Skywork-Reward-Gemma-2-27B-v0.2

Property	Value
Parameter Count	27.2B
Model Type	Sequence Classification
Base Architecture	google/gemma-2-27b-it
Paper	Skywork-Reward: Bag of Tricks for Reward Modeling in LLMs
License	Skywork Community License

What is Skywork-Reward-Gemma-2-27B-v0.2?

Skywork-Reward-Gemma-2-27B-v0.2 is an advanced reward model that currently ranks first on the RewardBench leaderboard. Built on the Gemma-2-27b-it architecture, it was trained using a carefully curated dataset of 80K high-quality preference pairs from public sources. The model demonstrates exceptional capability in handling complex preference scenarios across various domains including mathematics, coding, and safety.

Implementation Details

The model utilizes BF16 precision and requires either flash_attention_2 or eager implementation for optimal performance. It was trained on the Skywork Reward Data Collection, which combines data from multiple sources including HelpSteer2, OffsetBias, WildGuard, and the Magpie DPO series.

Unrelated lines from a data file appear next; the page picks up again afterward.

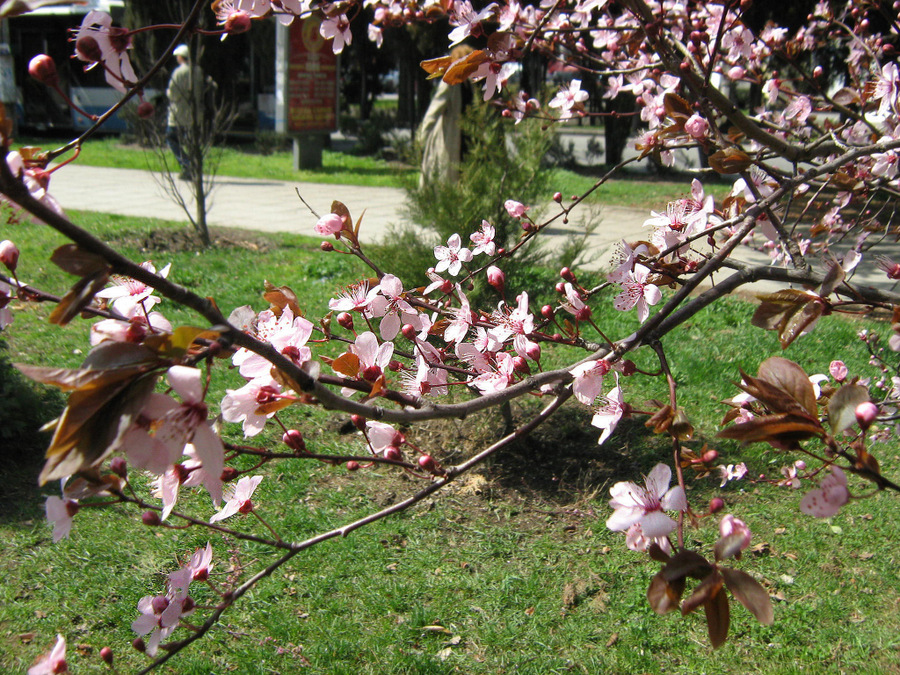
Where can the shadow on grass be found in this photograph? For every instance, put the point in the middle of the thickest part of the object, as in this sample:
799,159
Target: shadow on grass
561,461
25,407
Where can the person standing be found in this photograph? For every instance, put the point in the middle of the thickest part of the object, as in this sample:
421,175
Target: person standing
185,94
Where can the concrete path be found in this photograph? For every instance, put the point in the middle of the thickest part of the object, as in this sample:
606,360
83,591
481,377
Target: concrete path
274,206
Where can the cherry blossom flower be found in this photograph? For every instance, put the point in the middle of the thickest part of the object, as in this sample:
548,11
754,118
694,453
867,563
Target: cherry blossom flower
54,662
569,100
588,381
611,410
175,425
338,29
98,41
452,256
238,501
244,404
60,513
645,506
129,296
827,499
484,239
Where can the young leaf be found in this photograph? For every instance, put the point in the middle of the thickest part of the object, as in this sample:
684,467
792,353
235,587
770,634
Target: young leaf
750,593
718,618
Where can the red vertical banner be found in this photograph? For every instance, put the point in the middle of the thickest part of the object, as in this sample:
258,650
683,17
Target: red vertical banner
312,93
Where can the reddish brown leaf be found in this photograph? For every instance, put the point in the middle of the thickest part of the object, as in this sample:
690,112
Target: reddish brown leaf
791,379
346,364
705,590
663,595
718,618
750,593
686,564
842,406
730,160
74,260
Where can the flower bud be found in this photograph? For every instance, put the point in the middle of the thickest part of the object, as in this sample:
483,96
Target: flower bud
866,414
43,69
151,518
427,463
9,254
710,456
145,110
496,278
119,466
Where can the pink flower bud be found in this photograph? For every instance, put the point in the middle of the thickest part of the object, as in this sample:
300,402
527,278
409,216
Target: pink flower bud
696,126
119,466
427,463
345,320
866,414
514,208
237,23
145,110
496,278
838,370
43,69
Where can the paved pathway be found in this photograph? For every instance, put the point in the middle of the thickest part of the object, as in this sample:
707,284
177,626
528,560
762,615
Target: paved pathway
274,206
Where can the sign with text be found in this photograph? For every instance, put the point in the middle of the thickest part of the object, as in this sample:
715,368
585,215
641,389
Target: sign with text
307,77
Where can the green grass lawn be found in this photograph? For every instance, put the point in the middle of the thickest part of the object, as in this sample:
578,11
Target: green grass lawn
511,571
637,190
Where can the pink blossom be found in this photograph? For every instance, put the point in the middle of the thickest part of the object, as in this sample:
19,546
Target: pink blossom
331,223
569,100
827,499
245,405
588,382
337,28
54,662
484,239
607,415
637,292
515,209
239,498
452,256
696,126
645,506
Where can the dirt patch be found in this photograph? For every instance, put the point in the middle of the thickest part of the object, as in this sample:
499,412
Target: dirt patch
176,241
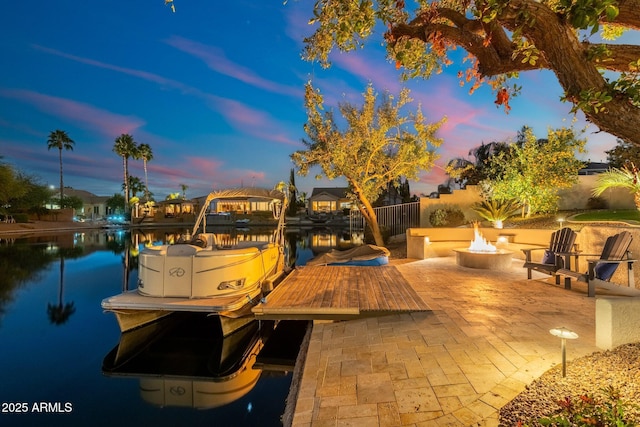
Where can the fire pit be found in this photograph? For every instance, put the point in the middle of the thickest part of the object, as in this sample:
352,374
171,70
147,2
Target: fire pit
482,254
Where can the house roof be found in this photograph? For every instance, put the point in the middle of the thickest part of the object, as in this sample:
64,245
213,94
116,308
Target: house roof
337,192
85,196
593,167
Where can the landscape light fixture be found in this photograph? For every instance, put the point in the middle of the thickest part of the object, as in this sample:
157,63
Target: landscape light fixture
565,334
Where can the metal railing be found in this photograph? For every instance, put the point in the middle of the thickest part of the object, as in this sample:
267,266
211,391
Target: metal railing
396,218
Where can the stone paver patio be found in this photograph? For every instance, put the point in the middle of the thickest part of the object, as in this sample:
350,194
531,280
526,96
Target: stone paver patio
486,338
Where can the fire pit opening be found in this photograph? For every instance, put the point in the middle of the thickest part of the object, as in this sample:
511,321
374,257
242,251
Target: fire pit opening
482,254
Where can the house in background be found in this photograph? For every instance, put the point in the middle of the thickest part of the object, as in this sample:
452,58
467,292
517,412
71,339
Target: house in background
331,200
93,207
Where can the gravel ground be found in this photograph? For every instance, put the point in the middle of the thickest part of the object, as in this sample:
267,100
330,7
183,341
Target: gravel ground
589,375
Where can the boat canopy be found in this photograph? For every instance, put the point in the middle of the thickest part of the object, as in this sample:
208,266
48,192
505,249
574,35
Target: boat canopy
239,193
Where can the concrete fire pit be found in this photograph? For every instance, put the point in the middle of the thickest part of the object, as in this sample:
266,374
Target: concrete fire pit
498,260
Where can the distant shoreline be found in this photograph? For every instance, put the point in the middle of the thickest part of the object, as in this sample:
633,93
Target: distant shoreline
28,228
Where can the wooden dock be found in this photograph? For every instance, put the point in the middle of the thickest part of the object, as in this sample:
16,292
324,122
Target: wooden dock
340,293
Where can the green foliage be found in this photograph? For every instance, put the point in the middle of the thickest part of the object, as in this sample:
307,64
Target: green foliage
617,215
534,170
625,177
450,216
125,147
466,172
502,39
378,145
623,153
585,14
606,409
496,210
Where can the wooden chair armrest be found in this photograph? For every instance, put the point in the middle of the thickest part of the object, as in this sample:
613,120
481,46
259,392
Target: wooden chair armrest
574,253
527,250
609,261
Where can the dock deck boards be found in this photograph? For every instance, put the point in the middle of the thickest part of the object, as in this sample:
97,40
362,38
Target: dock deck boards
340,292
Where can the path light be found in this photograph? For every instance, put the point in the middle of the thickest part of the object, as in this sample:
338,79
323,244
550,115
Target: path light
565,334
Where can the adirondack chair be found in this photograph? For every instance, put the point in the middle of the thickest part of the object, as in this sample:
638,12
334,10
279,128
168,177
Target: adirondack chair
600,271
562,242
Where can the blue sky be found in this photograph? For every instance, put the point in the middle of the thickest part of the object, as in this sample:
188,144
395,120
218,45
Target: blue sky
216,89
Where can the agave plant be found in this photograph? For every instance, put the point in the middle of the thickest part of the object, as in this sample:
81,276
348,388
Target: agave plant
496,211
626,177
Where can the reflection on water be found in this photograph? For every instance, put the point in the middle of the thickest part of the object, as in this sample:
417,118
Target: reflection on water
184,360
55,336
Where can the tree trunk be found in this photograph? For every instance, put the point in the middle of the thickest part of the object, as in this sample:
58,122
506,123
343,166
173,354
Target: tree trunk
126,184
369,215
61,183
559,47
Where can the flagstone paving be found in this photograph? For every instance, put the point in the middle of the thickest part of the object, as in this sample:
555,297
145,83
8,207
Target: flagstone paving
485,339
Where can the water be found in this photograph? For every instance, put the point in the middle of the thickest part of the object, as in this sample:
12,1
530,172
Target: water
54,337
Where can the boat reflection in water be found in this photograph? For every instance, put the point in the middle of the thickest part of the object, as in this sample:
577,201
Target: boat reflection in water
184,360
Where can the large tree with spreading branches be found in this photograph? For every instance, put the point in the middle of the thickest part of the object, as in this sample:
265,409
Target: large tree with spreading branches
503,38
379,145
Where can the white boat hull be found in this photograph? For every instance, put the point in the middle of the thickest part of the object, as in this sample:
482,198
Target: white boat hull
193,272
204,275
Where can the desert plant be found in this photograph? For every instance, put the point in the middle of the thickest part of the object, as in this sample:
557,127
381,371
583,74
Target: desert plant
626,177
597,203
496,211
589,410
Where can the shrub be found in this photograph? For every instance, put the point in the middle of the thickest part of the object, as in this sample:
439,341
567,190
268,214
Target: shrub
606,409
496,211
447,217
597,203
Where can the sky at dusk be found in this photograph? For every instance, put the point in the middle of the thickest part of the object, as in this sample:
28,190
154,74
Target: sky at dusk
216,89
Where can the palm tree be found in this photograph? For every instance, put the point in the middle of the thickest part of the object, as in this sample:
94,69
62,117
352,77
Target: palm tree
145,153
59,313
59,139
625,177
125,147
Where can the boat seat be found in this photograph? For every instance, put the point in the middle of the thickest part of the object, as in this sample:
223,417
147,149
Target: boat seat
182,250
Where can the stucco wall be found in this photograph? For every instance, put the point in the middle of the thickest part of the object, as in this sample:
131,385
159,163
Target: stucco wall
574,198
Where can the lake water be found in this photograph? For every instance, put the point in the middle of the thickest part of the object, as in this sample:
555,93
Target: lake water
55,339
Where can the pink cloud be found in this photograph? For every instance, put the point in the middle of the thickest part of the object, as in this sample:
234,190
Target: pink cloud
217,61
251,121
77,113
254,122
155,78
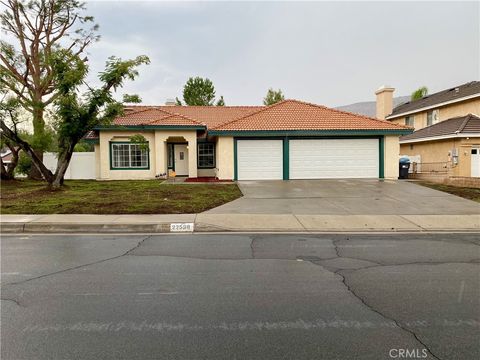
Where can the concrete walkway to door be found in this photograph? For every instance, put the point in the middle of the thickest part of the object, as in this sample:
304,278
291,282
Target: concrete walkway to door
344,197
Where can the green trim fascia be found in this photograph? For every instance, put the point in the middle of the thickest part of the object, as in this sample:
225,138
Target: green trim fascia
235,161
381,157
149,127
286,158
127,142
310,132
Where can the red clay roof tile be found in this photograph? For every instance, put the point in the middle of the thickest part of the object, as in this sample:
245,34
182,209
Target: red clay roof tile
298,115
285,115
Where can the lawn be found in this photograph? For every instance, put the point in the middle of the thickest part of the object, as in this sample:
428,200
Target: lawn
467,193
113,197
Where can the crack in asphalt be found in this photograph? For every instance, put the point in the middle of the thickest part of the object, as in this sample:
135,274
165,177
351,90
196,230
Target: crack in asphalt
78,266
16,302
252,247
313,260
370,307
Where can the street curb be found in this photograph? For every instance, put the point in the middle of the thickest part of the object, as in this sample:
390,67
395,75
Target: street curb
83,228
159,228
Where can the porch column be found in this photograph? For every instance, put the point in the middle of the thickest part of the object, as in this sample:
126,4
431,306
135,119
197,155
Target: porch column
192,155
160,153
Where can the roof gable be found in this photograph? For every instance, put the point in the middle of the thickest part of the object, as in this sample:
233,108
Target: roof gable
291,115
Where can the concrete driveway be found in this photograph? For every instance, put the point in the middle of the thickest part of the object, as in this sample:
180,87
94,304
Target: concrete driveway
344,197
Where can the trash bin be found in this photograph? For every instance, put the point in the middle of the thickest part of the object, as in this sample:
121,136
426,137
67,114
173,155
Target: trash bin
404,165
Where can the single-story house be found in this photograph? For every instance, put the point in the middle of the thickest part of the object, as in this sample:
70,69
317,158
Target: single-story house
288,140
452,145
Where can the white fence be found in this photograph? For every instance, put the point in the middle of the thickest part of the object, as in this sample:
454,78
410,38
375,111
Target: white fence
82,165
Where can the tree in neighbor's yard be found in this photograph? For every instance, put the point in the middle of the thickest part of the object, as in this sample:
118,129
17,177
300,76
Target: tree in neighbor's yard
77,114
199,91
35,31
419,93
273,96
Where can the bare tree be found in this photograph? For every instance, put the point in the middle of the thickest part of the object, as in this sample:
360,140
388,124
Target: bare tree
35,32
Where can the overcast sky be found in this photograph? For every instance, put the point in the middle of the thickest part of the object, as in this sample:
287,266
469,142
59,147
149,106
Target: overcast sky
322,52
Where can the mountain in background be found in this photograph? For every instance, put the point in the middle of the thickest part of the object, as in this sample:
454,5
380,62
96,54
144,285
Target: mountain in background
368,108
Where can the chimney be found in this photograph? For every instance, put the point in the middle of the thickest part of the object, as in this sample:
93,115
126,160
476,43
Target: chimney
384,101
170,102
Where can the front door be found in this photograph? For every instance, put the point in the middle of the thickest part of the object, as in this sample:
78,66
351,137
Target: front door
181,160
475,162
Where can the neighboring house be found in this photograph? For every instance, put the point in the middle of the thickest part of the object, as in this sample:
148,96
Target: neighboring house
431,109
452,144
446,141
288,140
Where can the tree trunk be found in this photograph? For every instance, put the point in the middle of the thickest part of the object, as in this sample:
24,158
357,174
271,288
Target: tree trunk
9,169
42,169
64,158
39,136
4,173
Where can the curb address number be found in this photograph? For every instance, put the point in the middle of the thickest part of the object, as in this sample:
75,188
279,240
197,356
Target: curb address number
181,227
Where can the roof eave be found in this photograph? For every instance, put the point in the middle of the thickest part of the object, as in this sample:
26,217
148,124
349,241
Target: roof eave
358,132
150,127
425,108
441,137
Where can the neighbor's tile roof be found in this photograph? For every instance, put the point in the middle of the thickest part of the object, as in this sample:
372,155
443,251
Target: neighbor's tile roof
469,124
210,116
298,115
457,92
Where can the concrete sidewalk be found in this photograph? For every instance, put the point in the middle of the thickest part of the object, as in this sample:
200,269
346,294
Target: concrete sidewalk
208,222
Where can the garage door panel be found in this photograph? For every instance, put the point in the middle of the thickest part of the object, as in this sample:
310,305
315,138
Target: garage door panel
334,158
260,159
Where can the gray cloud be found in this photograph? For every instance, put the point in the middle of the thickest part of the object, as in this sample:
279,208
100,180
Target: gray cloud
327,53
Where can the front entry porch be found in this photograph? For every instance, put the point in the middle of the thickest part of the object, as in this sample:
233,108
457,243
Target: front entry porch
177,155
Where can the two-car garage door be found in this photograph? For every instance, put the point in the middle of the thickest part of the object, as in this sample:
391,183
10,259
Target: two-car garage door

Achieves 94.3 overall score on RewardBench
Implements sophisticated data curation techniques
Leverages flash attention for enhanced performance
Supports both commercial and community use under specific licensing

Core Capabilities

Superior performance in chat evaluation (96.1 score)
Excellent reasoning capabilities (98.1 score)
Strong safety alignment (93.0 score)
Robust handling of complex preference pairs
Efficient operation with proper attention implementation

Frequently Asked Questions

Q: What makes this model unique?

The model achieves state-of-the-art performance on RewardBench using only 80K carefully curated training pairs, demonstrating that high-quality data curation can be more important than dataset size. It's particularly notable for maintaining balanced performance across different domains.

Q: What are the recommended use cases?

The model is ideal for evaluating and ranking AI-generated responses, particularly in scenarios involving mathematical reasoning, coding tasks, and safety-critical applications. It's specifically designed to help determine which of two possible responses better addresses a given prompt.